Consequently, in case you want disruptive tech exposure, Softbank with a lower Price to Book multiple of 0.95x compared to ARKK’s 1.54x is a better option. Adjusting accordingly, I obtain a target of $35 ((21.64 x1.54)/0.95)) based on the current share price of $21.64.

Now, this is a high target and in the current highly volatile environment, do expect some turmoil, as on Monday when the company’s shares went down by more than 10%, probably due to its nearly $100 million FTX write-off.

Conclusion

This is the reason that I am not bullish on the stock as the FTX episode may prompt investors to look more attentively towards loss-making equity investments like South Korean eCommerce giant Coupang (CPNG), Chinese AI company SenseTime (OTCPK:SNTMF), and DoorDash (DASH), specializing in the delivery of meals. There is also the Swedish unicorn Klarna (KLAR), which is privately held and has also suffered.

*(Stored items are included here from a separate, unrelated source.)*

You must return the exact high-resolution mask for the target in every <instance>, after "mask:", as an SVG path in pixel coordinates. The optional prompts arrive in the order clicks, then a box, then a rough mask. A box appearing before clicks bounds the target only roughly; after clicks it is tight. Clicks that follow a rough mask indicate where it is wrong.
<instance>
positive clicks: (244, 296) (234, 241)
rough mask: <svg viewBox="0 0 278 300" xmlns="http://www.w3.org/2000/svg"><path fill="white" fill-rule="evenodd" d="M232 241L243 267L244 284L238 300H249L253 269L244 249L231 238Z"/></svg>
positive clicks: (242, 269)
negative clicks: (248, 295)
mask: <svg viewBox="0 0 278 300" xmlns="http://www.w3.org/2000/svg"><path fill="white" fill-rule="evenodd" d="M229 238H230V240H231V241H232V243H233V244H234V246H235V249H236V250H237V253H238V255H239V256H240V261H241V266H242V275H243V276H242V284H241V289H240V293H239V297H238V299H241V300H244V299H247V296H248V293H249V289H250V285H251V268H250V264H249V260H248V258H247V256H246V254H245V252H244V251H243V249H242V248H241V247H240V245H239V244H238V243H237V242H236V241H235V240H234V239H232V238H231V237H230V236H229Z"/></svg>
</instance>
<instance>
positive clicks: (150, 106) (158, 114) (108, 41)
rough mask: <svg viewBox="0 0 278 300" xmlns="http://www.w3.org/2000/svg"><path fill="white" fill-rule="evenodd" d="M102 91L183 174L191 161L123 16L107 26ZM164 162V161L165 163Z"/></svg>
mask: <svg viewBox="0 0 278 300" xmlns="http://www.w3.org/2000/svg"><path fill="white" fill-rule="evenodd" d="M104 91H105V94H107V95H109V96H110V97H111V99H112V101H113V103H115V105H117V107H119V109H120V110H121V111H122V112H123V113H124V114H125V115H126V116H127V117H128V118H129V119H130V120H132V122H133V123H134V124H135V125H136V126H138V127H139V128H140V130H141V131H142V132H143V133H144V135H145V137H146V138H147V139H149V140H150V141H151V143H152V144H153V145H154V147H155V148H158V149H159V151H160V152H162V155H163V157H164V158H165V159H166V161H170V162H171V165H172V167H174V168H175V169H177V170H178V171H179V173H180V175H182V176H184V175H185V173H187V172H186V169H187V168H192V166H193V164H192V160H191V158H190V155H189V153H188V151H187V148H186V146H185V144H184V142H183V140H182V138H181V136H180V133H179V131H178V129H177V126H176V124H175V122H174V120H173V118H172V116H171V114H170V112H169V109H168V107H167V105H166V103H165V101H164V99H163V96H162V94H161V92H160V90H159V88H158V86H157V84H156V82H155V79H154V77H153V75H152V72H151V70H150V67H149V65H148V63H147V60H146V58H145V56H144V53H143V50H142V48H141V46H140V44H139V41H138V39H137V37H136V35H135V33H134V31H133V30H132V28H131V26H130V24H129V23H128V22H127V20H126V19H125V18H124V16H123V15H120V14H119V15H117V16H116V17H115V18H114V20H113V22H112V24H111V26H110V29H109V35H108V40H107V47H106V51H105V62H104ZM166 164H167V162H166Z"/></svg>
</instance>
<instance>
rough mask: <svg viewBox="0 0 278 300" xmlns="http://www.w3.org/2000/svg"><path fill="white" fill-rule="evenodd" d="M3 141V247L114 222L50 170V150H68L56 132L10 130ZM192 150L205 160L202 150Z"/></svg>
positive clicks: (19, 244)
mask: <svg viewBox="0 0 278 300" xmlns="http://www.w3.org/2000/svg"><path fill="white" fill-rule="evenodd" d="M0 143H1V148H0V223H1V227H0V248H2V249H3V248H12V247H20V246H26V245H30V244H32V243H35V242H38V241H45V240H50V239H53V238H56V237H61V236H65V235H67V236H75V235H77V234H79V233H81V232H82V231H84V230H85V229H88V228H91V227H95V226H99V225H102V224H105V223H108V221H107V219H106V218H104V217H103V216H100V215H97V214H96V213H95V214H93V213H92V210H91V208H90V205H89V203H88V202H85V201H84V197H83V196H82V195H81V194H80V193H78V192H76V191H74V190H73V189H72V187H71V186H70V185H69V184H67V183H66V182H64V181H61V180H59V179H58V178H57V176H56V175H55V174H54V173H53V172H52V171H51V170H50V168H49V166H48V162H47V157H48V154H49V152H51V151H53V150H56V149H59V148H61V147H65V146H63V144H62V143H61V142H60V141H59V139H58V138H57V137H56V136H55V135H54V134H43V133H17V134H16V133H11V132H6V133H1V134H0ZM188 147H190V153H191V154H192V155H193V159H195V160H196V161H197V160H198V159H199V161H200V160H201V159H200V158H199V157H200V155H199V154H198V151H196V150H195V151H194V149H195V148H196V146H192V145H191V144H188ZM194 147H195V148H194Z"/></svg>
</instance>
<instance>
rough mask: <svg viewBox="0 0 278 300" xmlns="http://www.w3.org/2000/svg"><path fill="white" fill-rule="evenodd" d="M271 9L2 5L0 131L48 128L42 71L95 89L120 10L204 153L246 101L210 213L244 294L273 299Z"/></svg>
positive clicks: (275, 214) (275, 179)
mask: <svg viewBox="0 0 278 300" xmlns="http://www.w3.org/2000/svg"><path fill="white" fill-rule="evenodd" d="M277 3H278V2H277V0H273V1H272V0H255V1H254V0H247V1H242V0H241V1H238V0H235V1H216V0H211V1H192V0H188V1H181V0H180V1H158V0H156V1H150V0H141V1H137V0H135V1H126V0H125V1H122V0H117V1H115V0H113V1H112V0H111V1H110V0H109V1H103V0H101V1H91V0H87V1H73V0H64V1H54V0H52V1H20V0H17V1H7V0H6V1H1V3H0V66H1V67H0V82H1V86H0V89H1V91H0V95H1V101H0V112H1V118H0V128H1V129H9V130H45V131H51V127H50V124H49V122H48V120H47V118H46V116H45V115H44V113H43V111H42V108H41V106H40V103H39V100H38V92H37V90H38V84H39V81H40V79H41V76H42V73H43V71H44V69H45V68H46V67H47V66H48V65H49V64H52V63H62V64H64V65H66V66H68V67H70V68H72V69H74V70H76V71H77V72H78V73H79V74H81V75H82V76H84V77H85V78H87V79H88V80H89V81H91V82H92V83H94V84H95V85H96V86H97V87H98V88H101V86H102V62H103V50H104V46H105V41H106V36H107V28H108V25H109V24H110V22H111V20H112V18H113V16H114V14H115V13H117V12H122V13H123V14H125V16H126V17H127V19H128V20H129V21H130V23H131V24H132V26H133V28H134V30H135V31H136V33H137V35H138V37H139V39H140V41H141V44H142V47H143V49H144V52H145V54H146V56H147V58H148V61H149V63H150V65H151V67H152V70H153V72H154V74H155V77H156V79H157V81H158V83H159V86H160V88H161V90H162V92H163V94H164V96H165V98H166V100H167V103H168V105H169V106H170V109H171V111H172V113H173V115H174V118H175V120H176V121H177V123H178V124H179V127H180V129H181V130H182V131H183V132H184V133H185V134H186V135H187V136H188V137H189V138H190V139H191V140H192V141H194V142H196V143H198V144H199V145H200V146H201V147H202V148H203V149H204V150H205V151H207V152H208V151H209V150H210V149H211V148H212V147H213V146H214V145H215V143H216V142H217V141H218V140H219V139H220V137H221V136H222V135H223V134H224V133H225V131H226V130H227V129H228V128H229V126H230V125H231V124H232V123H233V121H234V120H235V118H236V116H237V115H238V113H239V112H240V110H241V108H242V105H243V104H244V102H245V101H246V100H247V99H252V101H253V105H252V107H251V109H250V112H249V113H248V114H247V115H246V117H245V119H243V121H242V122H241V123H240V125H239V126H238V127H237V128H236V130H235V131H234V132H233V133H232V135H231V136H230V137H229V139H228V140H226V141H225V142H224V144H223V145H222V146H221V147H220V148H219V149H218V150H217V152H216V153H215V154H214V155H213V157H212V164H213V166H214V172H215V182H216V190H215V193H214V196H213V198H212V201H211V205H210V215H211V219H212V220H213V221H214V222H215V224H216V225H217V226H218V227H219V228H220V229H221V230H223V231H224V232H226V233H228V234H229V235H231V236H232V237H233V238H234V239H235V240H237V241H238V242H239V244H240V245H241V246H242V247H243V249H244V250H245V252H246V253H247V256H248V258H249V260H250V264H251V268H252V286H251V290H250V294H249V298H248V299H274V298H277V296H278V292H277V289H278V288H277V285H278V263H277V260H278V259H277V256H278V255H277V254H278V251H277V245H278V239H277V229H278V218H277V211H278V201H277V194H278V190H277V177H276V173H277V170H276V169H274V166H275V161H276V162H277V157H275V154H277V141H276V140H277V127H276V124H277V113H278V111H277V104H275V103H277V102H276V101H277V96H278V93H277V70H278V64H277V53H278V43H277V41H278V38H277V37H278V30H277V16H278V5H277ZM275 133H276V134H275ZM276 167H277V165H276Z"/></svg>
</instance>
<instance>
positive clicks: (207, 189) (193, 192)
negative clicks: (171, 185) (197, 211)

However, putting things into perspective, the nearly $100 million FTX write-off pales with the $21.4 billion (or 3.03 trillion yen) net profit in the second quarter at SoftBank or SBKK itself, compared to a loss of 3.16 trillion yen in the first quarter.

Corporate website

Net Profits (group.SoftBank)

At the same time, the group has 4.3 trillion yen in cash, a level that allows it to cover four years of debt service.

Therefore, by playing defense instead of actively buying startups, SoftBank is building the finances needed to weather any further potential turbulence relating to its loss-making investments, but its stock should stay volatile for the time being.

Finally, it is better to wait on the sidelines as the market digest the FTX episode before investing, in a conglomerate which I value at around $35.